We started our peninsular explorations with a visit to the long stretch of beach at Castlegregory for a quick stroll and then rose up over the winding single-lane two-way road over Connor Pass. On the pass, it’s hard to decide which way is more beautiful, north towards Brandon or south towards Dingle. Fortunately, you don’t have to decide. You can just take it all in instead. That, of course, if the weather is clear which it was on our first day and not again (on the pass anyway) until our day of departure. The pass drive is not for the meek with narrow pullouts on the north side where bikers, hikers and vehicles all politely jockey for position and await their turns to climb or descend depending on their direction.

On our first full day here, we spent much of the day driving the Slea Head loop. The loop starts and ends in Dingle. Head out clockwise with the flow of traffic. On the early part of the loop, you’ll have plenty of opportunity to check out ancient B.C. beehive dwellings, pet a sheep or hold a lamb. Many of the local farmers, on whose property the ancient formations sit, sell admission to see those sights and mingle with their livestock. We kept going. Not having children we thought it might be a bit odd to be pushing the little ones out of the way for a chance to pet an ewe.
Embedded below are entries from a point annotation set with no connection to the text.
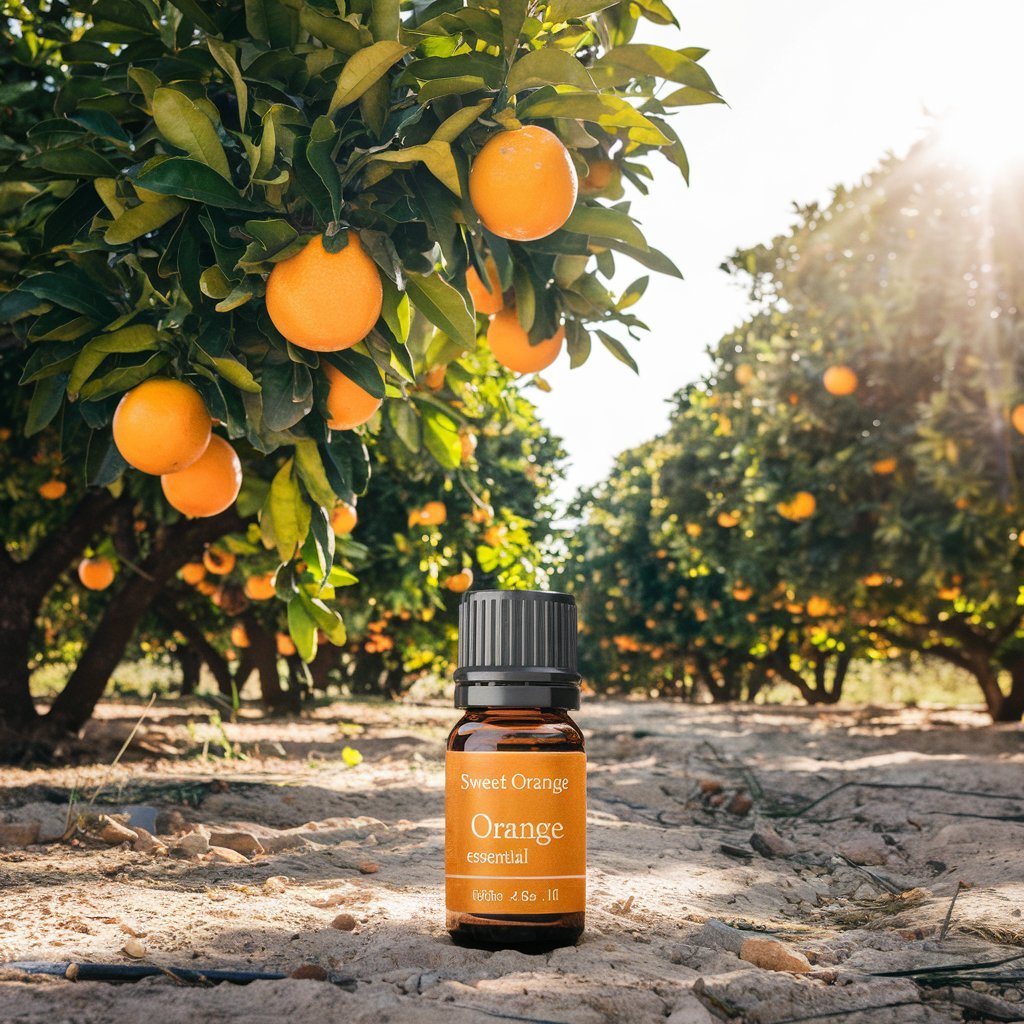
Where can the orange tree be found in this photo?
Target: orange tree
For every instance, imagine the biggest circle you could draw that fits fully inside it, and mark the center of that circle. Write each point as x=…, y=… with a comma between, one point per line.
x=260, y=201
x=882, y=376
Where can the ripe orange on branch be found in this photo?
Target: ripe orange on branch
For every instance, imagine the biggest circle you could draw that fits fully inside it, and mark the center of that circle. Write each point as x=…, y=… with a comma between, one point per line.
x=343, y=519
x=95, y=573
x=460, y=582
x=325, y=301
x=522, y=183
x=218, y=561
x=840, y=381
x=1017, y=419
x=486, y=297
x=193, y=572
x=348, y=404
x=209, y=485
x=52, y=489
x=162, y=426
x=260, y=588
x=511, y=346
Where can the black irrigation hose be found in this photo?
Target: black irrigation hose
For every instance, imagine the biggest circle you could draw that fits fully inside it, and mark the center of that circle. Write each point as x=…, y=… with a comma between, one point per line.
x=135, y=972
x=891, y=785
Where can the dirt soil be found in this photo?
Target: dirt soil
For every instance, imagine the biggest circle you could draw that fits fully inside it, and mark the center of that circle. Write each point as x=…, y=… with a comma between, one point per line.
x=696, y=814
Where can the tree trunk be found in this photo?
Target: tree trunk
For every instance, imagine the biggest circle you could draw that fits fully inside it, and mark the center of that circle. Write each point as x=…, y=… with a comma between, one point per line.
x=263, y=652
x=173, y=547
x=25, y=588
x=190, y=664
x=198, y=642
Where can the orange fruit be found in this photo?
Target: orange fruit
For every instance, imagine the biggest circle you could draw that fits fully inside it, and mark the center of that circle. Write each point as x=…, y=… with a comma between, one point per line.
x=600, y=174
x=162, y=426
x=434, y=379
x=802, y=507
x=511, y=346
x=494, y=537
x=95, y=573
x=325, y=301
x=522, y=183
x=218, y=561
x=52, y=489
x=460, y=583
x=347, y=404
x=343, y=519
x=192, y=572
x=1017, y=419
x=260, y=588
x=486, y=298
x=840, y=381
x=743, y=374
x=208, y=486
x=432, y=514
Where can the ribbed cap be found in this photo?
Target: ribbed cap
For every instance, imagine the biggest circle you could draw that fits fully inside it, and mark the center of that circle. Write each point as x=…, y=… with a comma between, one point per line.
x=522, y=637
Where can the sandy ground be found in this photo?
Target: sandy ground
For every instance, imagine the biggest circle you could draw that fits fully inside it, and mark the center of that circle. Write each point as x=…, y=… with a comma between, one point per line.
x=859, y=884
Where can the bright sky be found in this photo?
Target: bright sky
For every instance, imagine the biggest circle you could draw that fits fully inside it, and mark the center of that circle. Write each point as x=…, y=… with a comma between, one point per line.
x=818, y=91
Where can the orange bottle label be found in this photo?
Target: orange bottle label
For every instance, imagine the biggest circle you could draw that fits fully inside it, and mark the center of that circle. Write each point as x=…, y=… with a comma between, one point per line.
x=515, y=840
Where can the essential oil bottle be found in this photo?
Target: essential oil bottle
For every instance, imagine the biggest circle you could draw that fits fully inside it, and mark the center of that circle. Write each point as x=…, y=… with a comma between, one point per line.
x=515, y=851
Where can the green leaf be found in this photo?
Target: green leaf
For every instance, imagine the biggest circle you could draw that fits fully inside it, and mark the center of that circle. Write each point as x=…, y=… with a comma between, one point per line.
x=619, y=350
x=271, y=22
x=437, y=157
x=364, y=69
x=605, y=223
x=568, y=10
x=320, y=150
x=235, y=373
x=310, y=467
x=689, y=96
x=357, y=368
x=193, y=180
x=548, y=67
x=139, y=220
x=120, y=380
x=71, y=289
x=186, y=127
x=406, y=424
x=73, y=162
x=342, y=36
x=440, y=434
x=395, y=310
x=384, y=18
x=302, y=629
x=46, y=398
x=194, y=11
x=139, y=338
x=604, y=110
x=443, y=306
x=513, y=15
x=464, y=118
x=289, y=513
x=625, y=64
x=223, y=53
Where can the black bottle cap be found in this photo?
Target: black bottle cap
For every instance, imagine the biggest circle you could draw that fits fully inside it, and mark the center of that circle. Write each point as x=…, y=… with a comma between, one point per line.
x=517, y=648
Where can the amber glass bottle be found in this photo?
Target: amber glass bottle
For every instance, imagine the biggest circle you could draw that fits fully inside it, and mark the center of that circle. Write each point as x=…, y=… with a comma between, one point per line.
x=515, y=776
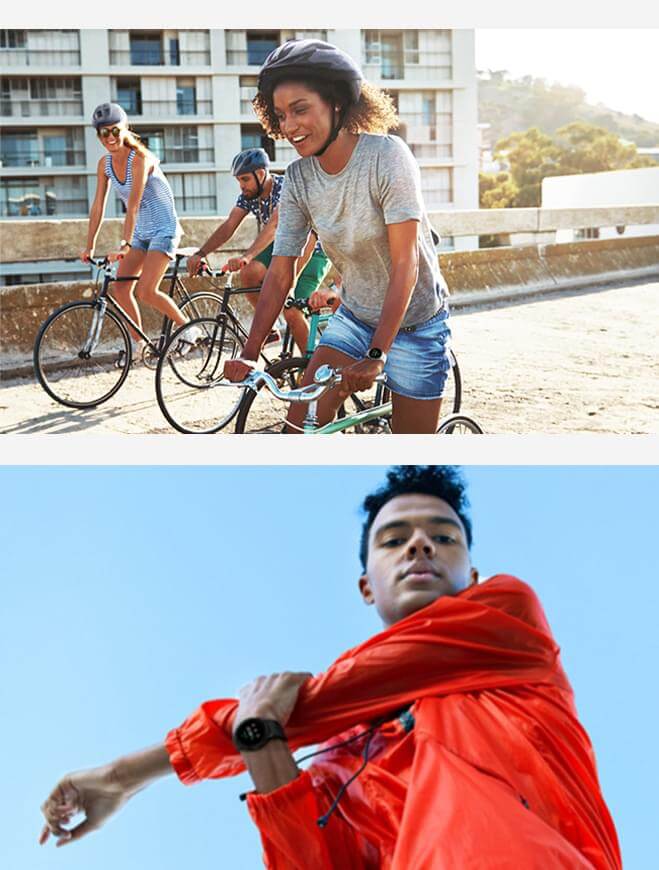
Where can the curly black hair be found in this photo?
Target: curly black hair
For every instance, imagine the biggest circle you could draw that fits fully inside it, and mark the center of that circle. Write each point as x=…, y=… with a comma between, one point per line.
x=443, y=481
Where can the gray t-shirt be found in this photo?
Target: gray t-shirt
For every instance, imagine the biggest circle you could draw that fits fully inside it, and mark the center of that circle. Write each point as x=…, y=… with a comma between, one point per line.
x=350, y=211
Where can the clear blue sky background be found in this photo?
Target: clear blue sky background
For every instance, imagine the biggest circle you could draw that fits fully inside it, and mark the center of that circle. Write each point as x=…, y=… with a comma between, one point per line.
x=132, y=594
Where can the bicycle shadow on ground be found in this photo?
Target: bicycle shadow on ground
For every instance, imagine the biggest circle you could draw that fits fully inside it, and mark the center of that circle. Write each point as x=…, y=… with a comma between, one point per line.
x=62, y=421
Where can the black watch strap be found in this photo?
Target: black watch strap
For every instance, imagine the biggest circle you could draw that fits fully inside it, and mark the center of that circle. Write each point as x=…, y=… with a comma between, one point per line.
x=253, y=734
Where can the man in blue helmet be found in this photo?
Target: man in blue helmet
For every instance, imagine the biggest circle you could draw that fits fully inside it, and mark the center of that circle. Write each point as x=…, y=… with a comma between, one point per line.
x=260, y=192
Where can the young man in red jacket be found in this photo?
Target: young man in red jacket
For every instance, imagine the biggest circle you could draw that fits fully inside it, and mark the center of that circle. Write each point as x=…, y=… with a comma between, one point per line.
x=449, y=739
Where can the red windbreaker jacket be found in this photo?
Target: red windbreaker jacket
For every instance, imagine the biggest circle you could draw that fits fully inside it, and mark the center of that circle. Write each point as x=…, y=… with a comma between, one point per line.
x=496, y=773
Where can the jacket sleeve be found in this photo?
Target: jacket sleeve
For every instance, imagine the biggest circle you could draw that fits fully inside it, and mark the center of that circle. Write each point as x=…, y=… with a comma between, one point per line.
x=287, y=821
x=491, y=636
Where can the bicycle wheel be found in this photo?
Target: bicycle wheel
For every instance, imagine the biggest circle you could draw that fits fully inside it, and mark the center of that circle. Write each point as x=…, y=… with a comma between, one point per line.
x=189, y=374
x=458, y=424
x=80, y=358
x=261, y=413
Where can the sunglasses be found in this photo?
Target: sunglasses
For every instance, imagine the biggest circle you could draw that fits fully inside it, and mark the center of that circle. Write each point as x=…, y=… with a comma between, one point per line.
x=104, y=132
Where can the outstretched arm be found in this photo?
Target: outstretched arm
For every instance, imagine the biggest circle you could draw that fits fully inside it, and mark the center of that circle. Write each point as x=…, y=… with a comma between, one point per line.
x=99, y=793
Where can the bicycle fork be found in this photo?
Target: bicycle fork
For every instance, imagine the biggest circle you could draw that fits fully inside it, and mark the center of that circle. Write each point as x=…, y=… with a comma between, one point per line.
x=94, y=333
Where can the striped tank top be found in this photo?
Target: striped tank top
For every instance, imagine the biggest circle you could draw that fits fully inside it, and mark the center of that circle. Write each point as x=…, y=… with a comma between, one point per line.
x=156, y=215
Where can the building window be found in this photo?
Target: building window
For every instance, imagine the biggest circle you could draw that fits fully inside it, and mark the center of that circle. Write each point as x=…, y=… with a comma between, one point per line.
x=34, y=197
x=186, y=97
x=13, y=38
x=259, y=45
x=129, y=95
x=253, y=136
x=146, y=49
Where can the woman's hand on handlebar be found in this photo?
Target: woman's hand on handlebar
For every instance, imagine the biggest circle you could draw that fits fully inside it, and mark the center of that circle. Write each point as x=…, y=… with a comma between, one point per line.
x=96, y=792
x=359, y=376
x=236, y=370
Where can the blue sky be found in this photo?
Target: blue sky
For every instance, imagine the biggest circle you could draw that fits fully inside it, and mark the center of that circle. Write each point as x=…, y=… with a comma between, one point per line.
x=132, y=594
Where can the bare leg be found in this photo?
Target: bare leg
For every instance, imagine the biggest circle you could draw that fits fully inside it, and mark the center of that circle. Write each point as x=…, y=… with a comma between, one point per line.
x=252, y=275
x=331, y=401
x=148, y=287
x=297, y=323
x=124, y=291
x=414, y=416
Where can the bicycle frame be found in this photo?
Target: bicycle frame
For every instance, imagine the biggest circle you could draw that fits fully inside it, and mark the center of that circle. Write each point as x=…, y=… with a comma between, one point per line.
x=104, y=297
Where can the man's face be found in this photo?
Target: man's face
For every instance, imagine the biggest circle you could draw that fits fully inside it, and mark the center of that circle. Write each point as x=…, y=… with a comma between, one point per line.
x=248, y=186
x=417, y=552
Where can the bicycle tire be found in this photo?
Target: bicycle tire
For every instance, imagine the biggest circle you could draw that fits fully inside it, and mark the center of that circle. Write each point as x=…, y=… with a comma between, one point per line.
x=458, y=424
x=64, y=374
x=268, y=414
x=186, y=385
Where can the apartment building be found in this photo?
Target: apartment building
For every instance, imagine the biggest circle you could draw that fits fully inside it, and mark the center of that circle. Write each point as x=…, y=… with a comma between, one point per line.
x=188, y=94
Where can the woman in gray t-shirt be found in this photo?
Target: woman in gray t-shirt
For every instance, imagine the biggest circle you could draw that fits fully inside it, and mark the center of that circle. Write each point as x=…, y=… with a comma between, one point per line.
x=359, y=190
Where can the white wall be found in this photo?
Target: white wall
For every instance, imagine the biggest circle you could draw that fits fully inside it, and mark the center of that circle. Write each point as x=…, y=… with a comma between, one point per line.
x=620, y=187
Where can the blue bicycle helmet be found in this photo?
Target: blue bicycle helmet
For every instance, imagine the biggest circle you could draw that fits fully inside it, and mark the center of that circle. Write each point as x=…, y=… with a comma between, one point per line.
x=108, y=114
x=298, y=58
x=249, y=160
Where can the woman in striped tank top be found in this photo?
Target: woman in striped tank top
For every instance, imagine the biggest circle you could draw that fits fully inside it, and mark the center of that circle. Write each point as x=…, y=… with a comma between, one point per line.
x=151, y=231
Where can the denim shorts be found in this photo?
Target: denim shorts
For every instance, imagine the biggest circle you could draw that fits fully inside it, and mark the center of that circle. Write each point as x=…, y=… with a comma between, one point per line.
x=417, y=363
x=166, y=244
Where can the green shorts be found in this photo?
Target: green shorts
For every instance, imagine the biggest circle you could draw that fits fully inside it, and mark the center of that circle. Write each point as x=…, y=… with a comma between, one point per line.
x=312, y=275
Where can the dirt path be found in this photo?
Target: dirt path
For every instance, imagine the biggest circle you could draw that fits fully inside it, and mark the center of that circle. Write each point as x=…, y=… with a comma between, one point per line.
x=586, y=362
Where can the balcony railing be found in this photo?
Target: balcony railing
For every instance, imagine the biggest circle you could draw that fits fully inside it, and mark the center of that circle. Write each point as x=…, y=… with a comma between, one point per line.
x=40, y=158
x=247, y=57
x=196, y=204
x=32, y=206
x=187, y=154
x=158, y=108
x=70, y=108
x=39, y=57
x=409, y=62
x=159, y=57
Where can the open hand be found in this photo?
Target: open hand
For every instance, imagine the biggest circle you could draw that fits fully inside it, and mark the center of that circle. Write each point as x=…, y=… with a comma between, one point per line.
x=96, y=792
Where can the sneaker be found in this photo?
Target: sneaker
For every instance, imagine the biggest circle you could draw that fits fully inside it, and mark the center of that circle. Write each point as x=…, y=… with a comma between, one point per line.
x=189, y=339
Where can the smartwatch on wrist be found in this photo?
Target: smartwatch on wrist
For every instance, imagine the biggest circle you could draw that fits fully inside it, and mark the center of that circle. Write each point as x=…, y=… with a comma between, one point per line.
x=253, y=734
x=377, y=353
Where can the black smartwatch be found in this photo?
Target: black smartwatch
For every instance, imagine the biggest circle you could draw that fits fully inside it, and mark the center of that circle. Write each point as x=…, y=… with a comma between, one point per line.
x=377, y=353
x=253, y=734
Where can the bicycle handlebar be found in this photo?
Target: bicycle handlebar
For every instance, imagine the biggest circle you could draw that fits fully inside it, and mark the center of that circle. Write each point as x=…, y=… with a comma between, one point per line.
x=325, y=378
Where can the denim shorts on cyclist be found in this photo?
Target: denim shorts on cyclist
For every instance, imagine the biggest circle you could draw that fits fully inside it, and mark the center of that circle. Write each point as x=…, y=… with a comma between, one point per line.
x=417, y=363
x=166, y=244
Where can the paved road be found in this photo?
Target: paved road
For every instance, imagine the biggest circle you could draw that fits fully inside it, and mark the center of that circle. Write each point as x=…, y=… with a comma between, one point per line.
x=586, y=362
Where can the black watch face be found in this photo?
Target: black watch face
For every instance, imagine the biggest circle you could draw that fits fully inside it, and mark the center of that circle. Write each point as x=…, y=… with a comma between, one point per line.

The drive takes you past a dramatic coastline, several stops to hike up the cliff for a better view and small beaches with huge waves crashing on the rocks and sand. You’ll be in good company. The road twists and turns and bends and is shouldered by brilliant orange, red, yellow and occasionally purple wildflowers which almost look as though a talented landscape architect had his way with the color brush along the side of the road. Stop off at Tig Aine in the small village of Graigue for lunch. Its a three-generation restaurant and art gallery with great sandwiches and desserts.

On our second day, we drove to and strolled the length of Inch Beach, which is long and flat, despite the name. We arrived at low tide as the waves and wind whipped up on the flat stretch of sand with the sun poking through the clouds periodically backlighting the brilliant green fields above. Some of the most vibrant color contrasts we’ve seen yet. We are working on a top 10 beaches for walking list, and this one will definitely be on it when it’s published.

Melissa’s sister had raved about Dingle. She was right, turns out. The only thing we feel we left on the table for a return visit was a Blasket Island wildlife viewing boat cruise to see the puffins. The peninsula is gorgeous. Coastlines and beaches surrounding mountains. Miles of green fields, pastures and meadows separated by rows of walls or hedges laid out like a big green patchwork quilt laid over a lumpy mattress of rolling hills. Inlets, bays and harbors revealing small towns. Dingle itself sits in a small harbor with colorful village buildings standing side by side in formation aligning the harbor road and up the hillside behind. Lots of good restaurants, ice cream shops and galleries. Plenty of places to grab some fish and chips or a pint of Guinness and listen to some live music. If you follow the rainbow to the pot of gold you might just land in Dingle. It’s a magical little place in the world.